Settimo Martinelli: solo il nome è tutto un programma. «Ero il settimo dei figli, come avrebbero potuto chiamarmi sennò?»

Classe 1932, nato a Bione-Bersenico Sotto
, il Seti (alias zio Golia) conduce una vita tranquilla, sorride sempre e si sposta su un vespino personalizzato con pratici inserti rudimentali.
Zio Golia per tutti, anche per chi non è nipote: il suo modo di salutare lo cerca nelle tasche, dalle quali estrae le storiche caramelline nere incartate una ad una di verde e bianco, che nemmeno si sa più dove le vendono.
Non so se sia più probabile che abbia le tasche magiche ed infinite o che faccia rifornimento tutte le mattine prima di uscire. In ogni caso, non ne è mai rimasto senza.

Oltre che per le golie e un rapporto alla “prova a prendermi” con la guardia forestale, Seti è conosciuto per la sua abilità nell'inserire ornamentali scalette a pioli nelle bottiglie di grappa.

«Quando avevo 13 anni c'era la guerra», comincia da qui, senza nemmeno pensarci.
«Ai fascisti serviva qualcuno che portasse le munizioni fino a Casto, dove si erano stabiliti, così me ne diedero un cassone pieno, insieme ad un paio di calzoni lunghi, che io non li avevo mai visti!».
Nessun lieto fine: si prese diverse frustate sulla schiena perché era caduto lungo il sentiero.

Le due sorelle si sono sposate, due fratelli sono emigrati in Argentina e gli altri due in Australia.
«Feci domanda per lavorare in Australia e in Francia, ma non mi presero, così rimasi qui. Lavoravo in fabbrica a Odolo e facevo il muratore.
All'epoca c'era tanto da costruire, si lavorava per farsi la casa!»

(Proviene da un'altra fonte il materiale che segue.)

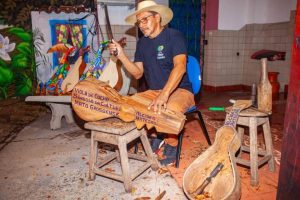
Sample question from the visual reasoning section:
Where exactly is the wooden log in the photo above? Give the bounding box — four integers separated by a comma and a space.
71, 78, 186, 134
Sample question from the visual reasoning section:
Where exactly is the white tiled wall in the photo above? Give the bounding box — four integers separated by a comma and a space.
203, 12, 294, 91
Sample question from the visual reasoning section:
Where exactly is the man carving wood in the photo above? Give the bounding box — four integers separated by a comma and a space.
109, 0, 195, 165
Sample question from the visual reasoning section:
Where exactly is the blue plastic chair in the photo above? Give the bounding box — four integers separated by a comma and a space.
176, 56, 211, 168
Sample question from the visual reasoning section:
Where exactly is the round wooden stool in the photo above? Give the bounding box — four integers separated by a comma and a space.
236, 108, 275, 186
84, 118, 158, 192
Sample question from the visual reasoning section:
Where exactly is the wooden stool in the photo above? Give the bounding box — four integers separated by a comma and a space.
236, 108, 275, 186
84, 118, 158, 192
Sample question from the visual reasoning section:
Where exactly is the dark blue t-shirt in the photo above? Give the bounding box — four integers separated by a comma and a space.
134, 28, 192, 92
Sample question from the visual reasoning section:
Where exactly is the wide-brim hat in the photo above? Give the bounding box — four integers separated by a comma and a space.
125, 0, 173, 26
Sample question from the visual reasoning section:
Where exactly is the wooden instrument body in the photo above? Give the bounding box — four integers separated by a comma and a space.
71, 78, 185, 134
61, 46, 90, 94
183, 101, 251, 200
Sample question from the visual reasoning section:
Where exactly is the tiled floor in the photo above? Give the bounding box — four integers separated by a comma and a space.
169, 92, 286, 200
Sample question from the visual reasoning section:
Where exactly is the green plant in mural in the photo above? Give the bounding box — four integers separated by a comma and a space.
0, 27, 35, 99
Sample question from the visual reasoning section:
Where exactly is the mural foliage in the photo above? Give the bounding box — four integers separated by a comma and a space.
0, 0, 94, 99
0, 27, 35, 99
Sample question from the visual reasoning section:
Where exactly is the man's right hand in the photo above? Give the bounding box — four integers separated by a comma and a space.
108, 39, 124, 58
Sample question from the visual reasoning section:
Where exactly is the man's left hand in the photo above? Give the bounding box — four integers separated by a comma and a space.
148, 91, 169, 114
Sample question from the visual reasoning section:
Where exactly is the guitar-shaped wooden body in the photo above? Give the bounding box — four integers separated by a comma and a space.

Compiuti i 21 anni, andò militare. Tre mesi di CAR a Merano, corso e brevetto da paracadutista a Viterbo e specializzazione in roccia ed arrampicata in Valle D'Aosta.
«Ma nella sezione Alpini?», chiedo incuriosita. Lunga pausa: «Ah! Alpini per sempre!», esclama con fervore, mostrandomi fieramente le foto delle parate, il gagliardetto e il cappello con la penna nera e tutti gli stemmi.

Tornato nel 1965, si sposa con Silvana, con la quale sfiora i 45 anni di matrimonio.
Negli anni da marito, fece due professioni: lo stradino e il hotra morch. «Come si dice in italiano? Seppellitore?» si chiede perplesso.

Vada per il hotra morch.
Gliene sono successe di tutti i colori. Una su tutte, la notte in cui, per fare un favore al sindaco di allora, dovette scendere nella cripta per cercare un teschio da regalare all'amico dottore. Impaurito, si apprestò al compito, quando all'uscita, sentì tirare con forza i capelli. Scappò via terrorizzato. Solo l'indomani scoprì che si trattava di un gancio nel soffitto.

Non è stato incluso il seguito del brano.